Through creating community, senior advocates for learning differences at school and national level


Ellis Calleri

Senior Ava Wilczak, co-leader of Lab’s Eye-to-Eye chapter, strives to create community for students with learning differences.

Since her junior year, Ava Wilczak, now a senior, has been the co-leader of Lab’s Eye-to-Eye chapter. Eye-to-Eye is a national organization that provides community, understanding and empowerment to students with learning differences. Last June, Ava lobbied on behalf of the NCLD and Young Adult Leadership Coalition to try and pass the RISE and IDEA acts through Congress, which are bills that protect learning difference testing and accommodations in educational settings. This summer, Ava will travel to Washington D.C. to continue lobbying for these bills and will also intern for Eye-to-Eye national’s Young Leaders Organizing Institute. Ava shares the experiences she’s had that fuel her passion for Eye-to-Eye and advocating for the learning differences community.

Responses have been lightly edited for length and clarity.

What initially inspired you to join Eye to Eye? Who or what influenced you?

I had heard of it in middle school but it didn’t work with my schedule to participate in it. But then, when I rejoined Lab my sophomore year of high school, Ms. Scott and Ms. Baughn-Cunningham had actually suggested that I do it and apply just to be a mentor. They were the ones who suggested I apply and really showed me more about Eye-to-Eye.

What challenges have you faced as a chapter leader for Lab’s Eye to Eye chapter, and what have these challenges taught you?

It’s pretty challenging to try to get people to join Eye-to-Eye as a mentor. Although we do have a very high rate of people with learning differences as part of this school, I think a big part of Eye-to-Eye is just trying to highlight it and break down stigmas that both teachers and students alike have. I think a lot of it is resilience, and instead of trying to change what I’m saying or make it sound more appealing, instead it just took a lot more confidence to try to stand up for both myself and having a learning difference but really the club to try to break down some of those stigmas.

Throughout your time being a mentor and then co-leading, what’s your proudest moment with Lab’s chapter?

I have so many. Eye-to-Eye is genuinely the highlight of my week. We had a mentee once tell me that I was their favorite person just because I led Eye-to-Eye. It’s one of the sweetest things I think anyone has ever said to me, and so that was really great to know that I had made an impact, even if it was just one student.

What was your experience as part of NCLD LD Day of Action? What were the most impactful aspects of being part of it?

Honestly it was really amazing. I got asked to go back this year. It was really an amazing experience. I did get to meet with people from all over the country, both allies and people with learning differences, to get to work kind of hand-in-hand which was kind of amazing and hear their perspectives and their stories. We got to talk to our congress people’s assistants and their education staffers which was really cool, even though I did send an email to Tammy Duckworth.

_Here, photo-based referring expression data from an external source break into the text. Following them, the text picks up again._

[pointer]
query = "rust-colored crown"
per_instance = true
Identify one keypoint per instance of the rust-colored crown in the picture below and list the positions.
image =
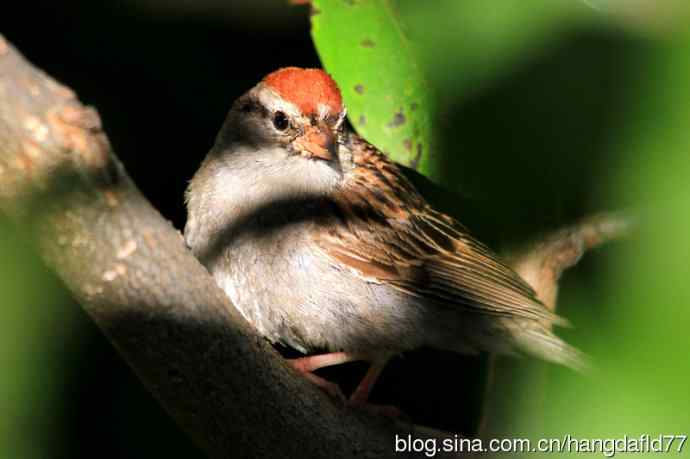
(306, 88)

Getting the opportunity to meet with other people and advocate not only for myself but for other people. The two most rewarding things I got to do was we got to go to a part of the White House and we met with somebody who works for and with disabled people all across the United States. It was one of the most insightful opportunities I’ve had. And just to have that community with other people who also have that passion and love for Eye-to-Eye and who are also there for all the same reasons you are was really amazing. 

What motivates you to continue advocating for and educating about learning differences?

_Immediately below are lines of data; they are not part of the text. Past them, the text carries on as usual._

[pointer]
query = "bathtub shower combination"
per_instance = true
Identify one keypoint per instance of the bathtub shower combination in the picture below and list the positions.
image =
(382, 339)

I was super lucky and my learning difference was spotted really early on so I was kind of labeled like “early intervention.” Honestly it was a really amazing thing because of Lab that I got the help that I needed so early on. And then, unfortunately, I was in situations, specifically my freshman year, where I was denied my accommodations. A big part of it came from stigma from other students and teachers in school, so there were a lot of things that I don’t want anybody else to have to go through there or at any other school.

What are your future goals for engaging with Eye-to-Eye and the learning differences community?

Hopefully, I’ll go on to join the Young Adult Leadership Council, but as far as Eye-to-Eye and the LD community, I really hope we’re able to get both bills [RISE and IDEA] passed and fully funded. A future for Eye-to-Eye would be if we could spread it to more schools and give more children the opportunity to have somebody to look up to and have a safe place that they can go to and learn to advocate for themselves would be amazing.